Each row represents one player, so you have to iterate through the <tr> tags and extract the data inside. 每行代表一个玩家,因此您必须遍历<tr>标记并提取其中的数据。 Here is how: 方法如下:

from bs4 import BeautifulSoup

# replace with the html
html_doc = """<div> ... </div>"""    

soup = BeautifulSoup(html_doc, "html.parser")

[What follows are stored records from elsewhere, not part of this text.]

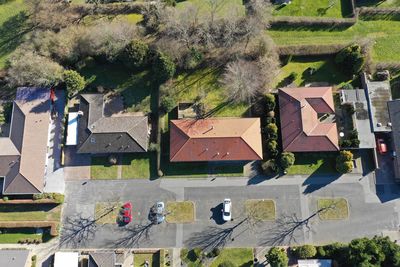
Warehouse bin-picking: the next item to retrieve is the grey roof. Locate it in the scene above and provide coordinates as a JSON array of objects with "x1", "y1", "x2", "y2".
[
  {"x1": 88, "y1": 252, "x2": 115, "y2": 267},
  {"x1": 0, "y1": 87, "x2": 50, "y2": 195},
  {"x1": 387, "y1": 99, "x2": 400, "y2": 180},
  {"x1": 361, "y1": 73, "x2": 392, "y2": 132},
  {"x1": 0, "y1": 249, "x2": 29, "y2": 267},
  {"x1": 340, "y1": 89, "x2": 376, "y2": 148},
  {"x1": 78, "y1": 94, "x2": 148, "y2": 154}
]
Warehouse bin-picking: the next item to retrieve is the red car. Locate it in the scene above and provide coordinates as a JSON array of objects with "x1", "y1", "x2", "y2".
[
  {"x1": 122, "y1": 202, "x2": 132, "y2": 224},
  {"x1": 376, "y1": 139, "x2": 387, "y2": 155}
]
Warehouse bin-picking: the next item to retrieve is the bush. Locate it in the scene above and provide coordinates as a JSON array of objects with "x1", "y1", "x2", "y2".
[
  {"x1": 265, "y1": 247, "x2": 289, "y2": 267},
  {"x1": 267, "y1": 140, "x2": 279, "y2": 158},
  {"x1": 63, "y1": 70, "x2": 86, "y2": 96},
  {"x1": 153, "y1": 51, "x2": 175, "y2": 83},
  {"x1": 265, "y1": 94, "x2": 276, "y2": 111},
  {"x1": 265, "y1": 123, "x2": 278, "y2": 140},
  {"x1": 279, "y1": 152, "x2": 295, "y2": 170},
  {"x1": 335, "y1": 44, "x2": 365, "y2": 74},
  {"x1": 122, "y1": 40, "x2": 149, "y2": 68},
  {"x1": 294, "y1": 245, "x2": 317, "y2": 259},
  {"x1": 160, "y1": 96, "x2": 177, "y2": 113},
  {"x1": 218, "y1": 261, "x2": 236, "y2": 267},
  {"x1": 261, "y1": 159, "x2": 279, "y2": 175}
]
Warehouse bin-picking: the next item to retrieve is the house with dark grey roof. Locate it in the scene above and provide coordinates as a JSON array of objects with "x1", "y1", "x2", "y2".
[
  {"x1": 0, "y1": 249, "x2": 31, "y2": 267},
  {"x1": 77, "y1": 94, "x2": 149, "y2": 154},
  {"x1": 0, "y1": 87, "x2": 51, "y2": 195}
]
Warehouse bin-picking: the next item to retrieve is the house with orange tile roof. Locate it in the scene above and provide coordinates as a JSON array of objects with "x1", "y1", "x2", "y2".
[
  {"x1": 170, "y1": 118, "x2": 263, "y2": 162},
  {"x1": 279, "y1": 87, "x2": 339, "y2": 152}
]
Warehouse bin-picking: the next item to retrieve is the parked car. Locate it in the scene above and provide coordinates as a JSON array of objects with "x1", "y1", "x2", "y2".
[
  {"x1": 222, "y1": 198, "x2": 232, "y2": 222},
  {"x1": 122, "y1": 202, "x2": 132, "y2": 224},
  {"x1": 376, "y1": 138, "x2": 387, "y2": 155},
  {"x1": 151, "y1": 201, "x2": 165, "y2": 224}
]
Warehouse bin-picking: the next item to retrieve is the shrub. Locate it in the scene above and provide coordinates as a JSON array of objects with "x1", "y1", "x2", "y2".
[
  {"x1": 153, "y1": 51, "x2": 175, "y2": 83},
  {"x1": 265, "y1": 123, "x2": 278, "y2": 140},
  {"x1": 265, "y1": 247, "x2": 289, "y2": 267},
  {"x1": 122, "y1": 40, "x2": 149, "y2": 68},
  {"x1": 265, "y1": 94, "x2": 276, "y2": 111},
  {"x1": 295, "y1": 245, "x2": 317, "y2": 259},
  {"x1": 279, "y1": 152, "x2": 295, "y2": 170},
  {"x1": 335, "y1": 44, "x2": 365, "y2": 74},
  {"x1": 267, "y1": 140, "x2": 279, "y2": 158},
  {"x1": 160, "y1": 96, "x2": 177, "y2": 113},
  {"x1": 63, "y1": 70, "x2": 86, "y2": 96},
  {"x1": 218, "y1": 261, "x2": 236, "y2": 267},
  {"x1": 261, "y1": 159, "x2": 279, "y2": 175}
]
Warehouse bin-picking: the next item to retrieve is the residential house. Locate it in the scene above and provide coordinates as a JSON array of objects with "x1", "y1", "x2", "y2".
[
  {"x1": 170, "y1": 118, "x2": 263, "y2": 162},
  {"x1": 0, "y1": 87, "x2": 51, "y2": 195},
  {"x1": 72, "y1": 94, "x2": 149, "y2": 154},
  {"x1": 0, "y1": 249, "x2": 31, "y2": 267},
  {"x1": 279, "y1": 87, "x2": 339, "y2": 152}
]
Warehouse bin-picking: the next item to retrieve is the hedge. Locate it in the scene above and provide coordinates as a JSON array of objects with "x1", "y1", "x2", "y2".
[{"x1": 0, "y1": 221, "x2": 58, "y2": 237}]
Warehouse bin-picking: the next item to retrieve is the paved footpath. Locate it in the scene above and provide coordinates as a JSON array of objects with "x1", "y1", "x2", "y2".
[{"x1": 61, "y1": 174, "x2": 400, "y2": 252}]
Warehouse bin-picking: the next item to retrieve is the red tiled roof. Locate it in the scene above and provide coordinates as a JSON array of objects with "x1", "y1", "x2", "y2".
[
  {"x1": 170, "y1": 118, "x2": 262, "y2": 162},
  {"x1": 279, "y1": 87, "x2": 339, "y2": 152}
]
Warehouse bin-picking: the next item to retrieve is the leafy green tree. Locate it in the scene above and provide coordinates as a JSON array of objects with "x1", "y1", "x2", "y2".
[
  {"x1": 296, "y1": 245, "x2": 317, "y2": 259},
  {"x1": 153, "y1": 51, "x2": 175, "y2": 83},
  {"x1": 279, "y1": 152, "x2": 295, "y2": 170},
  {"x1": 265, "y1": 123, "x2": 278, "y2": 140},
  {"x1": 348, "y1": 237, "x2": 385, "y2": 267},
  {"x1": 265, "y1": 94, "x2": 276, "y2": 111},
  {"x1": 122, "y1": 40, "x2": 149, "y2": 68},
  {"x1": 335, "y1": 44, "x2": 365, "y2": 74},
  {"x1": 63, "y1": 70, "x2": 86, "y2": 96},
  {"x1": 265, "y1": 247, "x2": 289, "y2": 267}
]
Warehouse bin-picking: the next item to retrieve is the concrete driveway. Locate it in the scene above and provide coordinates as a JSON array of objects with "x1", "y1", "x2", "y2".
[{"x1": 62, "y1": 175, "x2": 400, "y2": 251}]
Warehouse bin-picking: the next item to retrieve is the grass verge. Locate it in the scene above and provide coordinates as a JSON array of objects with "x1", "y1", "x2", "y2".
[
  {"x1": 210, "y1": 248, "x2": 253, "y2": 267},
  {"x1": 166, "y1": 201, "x2": 195, "y2": 223},
  {"x1": 245, "y1": 199, "x2": 276, "y2": 221},
  {"x1": 318, "y1": 198, "x2": 349, "y2": 220}
]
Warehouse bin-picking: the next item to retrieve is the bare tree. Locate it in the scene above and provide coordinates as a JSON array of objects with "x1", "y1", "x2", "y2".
[{"x1": 221, "y1": 59, "x2": 264, "y2": 103}]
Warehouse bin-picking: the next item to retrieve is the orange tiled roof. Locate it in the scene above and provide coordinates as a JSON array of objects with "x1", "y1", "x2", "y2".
[{"x1": 170, "y1": 118, "x2": 262, "y2": 162}]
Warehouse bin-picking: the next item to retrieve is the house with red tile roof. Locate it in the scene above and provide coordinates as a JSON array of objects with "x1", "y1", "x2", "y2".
[
  {"x1": 170, "y1": 118, "x2": 263, "y2": 162},
  {"x1": 279, "y1": 87, "x2": 339, "y2": 152}
]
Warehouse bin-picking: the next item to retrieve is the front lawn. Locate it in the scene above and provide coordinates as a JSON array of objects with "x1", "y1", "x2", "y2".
[
  {"x1": 133, "y1": 252, "x2": 160, "y2": 267},
  {"x1": 287, "y1": 152, "x2": 338, "y2": 175},
  {"x1": 276, "y1": 57, "x2": 350, "y2": 88},
  {"x1": 268, "y1": 20, "x2": 400, "y2": 63},
  {"x1": 94, "y1": 202, "x2": 122, "y2": 224},
  {"x1": 0, "y1": 228, "x2": 43, "y2": 244},
  {"x1": 78, "y1": 59, "x2": 157, "y2": 113},
  {"x1": 273, "y1": 0, "x2": 351, "y2": 18},
  {"x1": 244, "y1": 199, "x2": 276, "y2": 221},
  {"x1": 122, "y1": 152, "x2": 157, "y2": 179},
  {"x1": 166, "y1": 201, "x2": 195, "y2": 223},
  {"x1": 318, "y1": 198, "x2": 349, "y2": 220},
  {"x1": 210, "y1": 248, "x2": 253, "y2": 267},
  {"x1": 90, "y1": 157, "x2": 118, "y2": 180},
  {"x1": 0, "y1": 204, "x2": 61, "y2": 221}
]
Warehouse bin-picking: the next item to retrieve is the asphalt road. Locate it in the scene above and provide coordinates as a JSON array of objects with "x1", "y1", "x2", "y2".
[{"x1": 61, "y1": 175, "x2": 400, "y2": 248}]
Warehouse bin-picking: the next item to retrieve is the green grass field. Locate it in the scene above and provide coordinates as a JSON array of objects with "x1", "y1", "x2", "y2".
[
  {"x1": 0, "y1": 204, "x2": 61, "y2": 221},
  {"x1": 210, "y1": 248, "x2": 253, "y2": 267},
  {"x1": 0, "y1": 0, "x2": 28, "y2": 69},
  {"x1": 122, "y1": 152, "x2": 157, "y2": 179},
  {"x1": 275, "y1": 57, "x2": 350, "y2": 88},
  {"x1": 287, "y1": 152, "x2": 338, "y2": 175},
  {"x1": 273, "y1": 0, "x2": 349, "y2": 18},
  {"x1": 269, "y1": 20, "x2": 400, "y2": 62}
]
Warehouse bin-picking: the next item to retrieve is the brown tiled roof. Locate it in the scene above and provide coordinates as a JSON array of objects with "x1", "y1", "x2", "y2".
[
  {"x1": 0, "y1": 88, "x2": 50, "y2": 194},
  {"x1": 279, "y1": 87, "x2": 339, "y2": 152},
  {"x1": 170, "y1": 118, "x2": 262, "y2": 162}
]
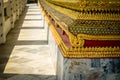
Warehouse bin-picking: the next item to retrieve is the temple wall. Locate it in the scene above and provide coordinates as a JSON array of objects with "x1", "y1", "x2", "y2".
[{"x1": 0, "y1": 0, "x2": 25, "y2": 44}]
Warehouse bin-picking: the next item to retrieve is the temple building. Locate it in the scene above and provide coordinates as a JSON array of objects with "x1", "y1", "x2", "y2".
[{"x1": 0, "y1": 0, "x2": 120, "y2": 80}]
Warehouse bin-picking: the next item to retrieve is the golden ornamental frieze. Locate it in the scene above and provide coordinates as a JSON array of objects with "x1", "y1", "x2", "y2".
[
  {"x1": 40, "y1": 2, "x2": 120, "y2": 58},
  {"x1": 45, "y1": 0, "x2": 120, "y2": 20}
]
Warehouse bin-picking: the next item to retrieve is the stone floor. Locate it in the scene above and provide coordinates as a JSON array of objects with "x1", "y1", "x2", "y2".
[{"x1": 0, "y1": 4, "x2": 56, "y2": 80}]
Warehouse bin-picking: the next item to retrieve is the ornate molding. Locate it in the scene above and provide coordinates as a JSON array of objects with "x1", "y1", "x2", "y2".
[{"x1": 39, "y1": 2, "x2": 120, "y2": 58}]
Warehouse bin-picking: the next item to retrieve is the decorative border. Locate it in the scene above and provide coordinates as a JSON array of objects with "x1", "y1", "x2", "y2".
[{"x1": 39, "y1": 2, "x2": 120, "y2": 58}]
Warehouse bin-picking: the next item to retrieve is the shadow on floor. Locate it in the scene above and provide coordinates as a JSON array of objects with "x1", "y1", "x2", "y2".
[
  {"x1": 0, "y1": 74, "x2": 56, "y2": 80},
  {"x1": 0, "y1": 3, "x2": 49, "y2": 80},
  {"x1": 0, "y1": 6, "x2": 28, "y2": 73}
]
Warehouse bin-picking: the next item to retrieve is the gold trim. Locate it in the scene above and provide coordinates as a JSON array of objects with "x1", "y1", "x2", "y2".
[
  {"x1": 77, "y1": 34, "x2": 120, "y2": 40},
  {"x1": 44, "y1": 0, "x2": 120, "y2": 20},
  {"x1": 39, "y1": 2, "x2": 120, "y2": 58}
]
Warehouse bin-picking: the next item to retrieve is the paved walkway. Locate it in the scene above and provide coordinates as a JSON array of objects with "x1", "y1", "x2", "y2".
[{"x1": 0, "y1": 4, "x2": 56, "y2": 80}]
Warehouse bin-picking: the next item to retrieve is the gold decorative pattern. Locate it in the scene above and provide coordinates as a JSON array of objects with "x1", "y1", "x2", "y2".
[{"x1": 39, "y1": 2, "x2": 120, "y2": 58}]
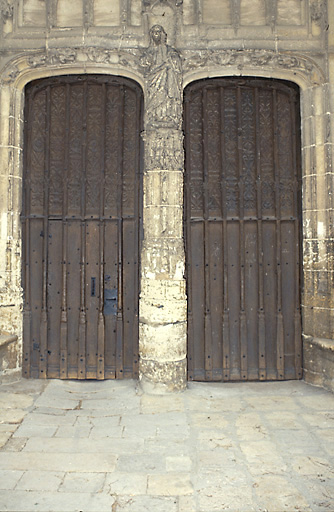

# this is where we store the extracted data
players = []

# iterates through the table rows
for row in soup.find_all('tr'):
    # this takes the text (which is seperated by \n in you case) 
    # and the "if data" is used to clean up empty entries
    player_data = [data for data in row.get_text().split("\n") if data]
    players.append(player_data)

# we remove the first entry, as it's the table headers
del players[0]

print(players) 

Output: 输出:

[['C.Anthony', '30', '19', '5', '3'], ['K.Porzingis', '33', '16', '7', '0'], ['J.Noah', '20', '0', '6', '3'], ['C.Lee', '20', '0', '3', '0'], ['D.Rose', '30', '17', '3', '1'], ['B.Jennings', '21', '7', '3', '5'], ["K.O'Quinn", '15', '2', '5', '1'], ['L.Thomas', '17', '2', '1', '1'], ['J.Holiday', '26', '8', '6', '2'], ['W.Hernangomez', '9', '4', '1', '0'], ['S.Vujacic', '3', '1', '0', '1'], ['M.Kuzminskas', '9', '7', '1', '0'], ['R.Baker', '7', '5', '1', '0'], ['Name', 'MIN', 'PTS', 'REB', 'AST'], ['L.James', '32', '19', '11', '14'], ['K.Love', '25', '23', '12', '2'], ['T.Thompson', '22', '0', '6', '0'], ['J.Smith', '25', '8', '3', '2'], ['K.Irving', '30', '29', '2', '4'], ['R.Jefferson', '26', '13', '4', '1'], ['I.Shumpert', '14', '2', '2', '3'], ['M.Dunleavy', '23', '4', '4', '2'], ['C.Frye', '14', '6', '4', '0'], ['J.McRae', '6', '2', '0', '0'], ['D.Liggins', '12', '4', '3', '3'], ['C.Andersen', '6', '2', '0', '0'], ['J.Jones', '6', '5', '0', '0']]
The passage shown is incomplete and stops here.